Nokia marries Microsoft, commits to WP7
As widely expected, Nokia has announced a “broad strategic partnership” with Microsoft, betting that the low-flying Windows Phone 7 platform can halt its slide.
It makes sense in that Microsoft is a software company, and Nokia desperately needs help in software. Indeed, the software development process is so beyond clearly its own competencies that Elop had no choice but to seek outside.
The financials of the deal have not been revealed, but reportedly both Microsoft and Google offered “hundreds of millions of dollars worth of engineering assistance and marketing support.”
Nokia’s statement asserts:
With Windows Phone as its primary smartphone platform, Nokia would help drive the future of the platform by leveraging its expertise on hardware optimization, software customization, language support and scale.
But Microsoft’s smartphone market share fell by more than half last year to just 4.2%, according to Gartner. Windows Phone 7, released in October, may have enjoyed an early bump in sales, but it is still well below the radar for consumers and developers.

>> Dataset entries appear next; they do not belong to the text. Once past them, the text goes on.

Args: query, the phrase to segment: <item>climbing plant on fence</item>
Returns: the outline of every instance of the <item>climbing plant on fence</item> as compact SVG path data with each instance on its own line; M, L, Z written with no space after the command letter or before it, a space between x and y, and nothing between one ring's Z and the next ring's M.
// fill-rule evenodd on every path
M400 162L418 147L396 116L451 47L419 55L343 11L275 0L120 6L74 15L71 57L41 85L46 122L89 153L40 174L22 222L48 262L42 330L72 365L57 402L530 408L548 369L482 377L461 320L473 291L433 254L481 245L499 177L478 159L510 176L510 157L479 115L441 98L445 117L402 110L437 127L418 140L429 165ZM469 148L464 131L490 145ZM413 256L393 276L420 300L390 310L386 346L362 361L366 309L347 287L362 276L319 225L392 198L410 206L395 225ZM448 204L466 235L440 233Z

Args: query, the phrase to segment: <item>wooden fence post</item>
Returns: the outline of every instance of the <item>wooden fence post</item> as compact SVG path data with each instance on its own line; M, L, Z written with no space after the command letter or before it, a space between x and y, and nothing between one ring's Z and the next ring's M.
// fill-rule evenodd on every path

Elop and Ballmer offer brave words about creating scale and disrupting “other mobile ecosystems,” but without specifying how this will come about.
Presumably the deal means Symbian has finally been put out to pasture, although Nokia camouflages this in dense corporate-speak:
With Nokia's planned move to Windows Phone as its primary smartphone platform, Symbian becomes a franchise platform, leveraging previous investments to harvest additional value.
MeeGo, the planned Nokia-Intel platform which is way behind schedule, will now become “an open-source, mobile operating system project” with “increased emphasis on longer-term market exploration of next-generation devices.” The first MeeGo product is likely to ship this year.
As well as the partnership with MS, Elop also unveiled a company restructure – the fifth in five years.
In any case, both moves, announced at the start of Nokia’s capital markets day, left investors underwhelmed. Nokia’s NYSE stock fell 95c, or just under 10%, in after-hours trade.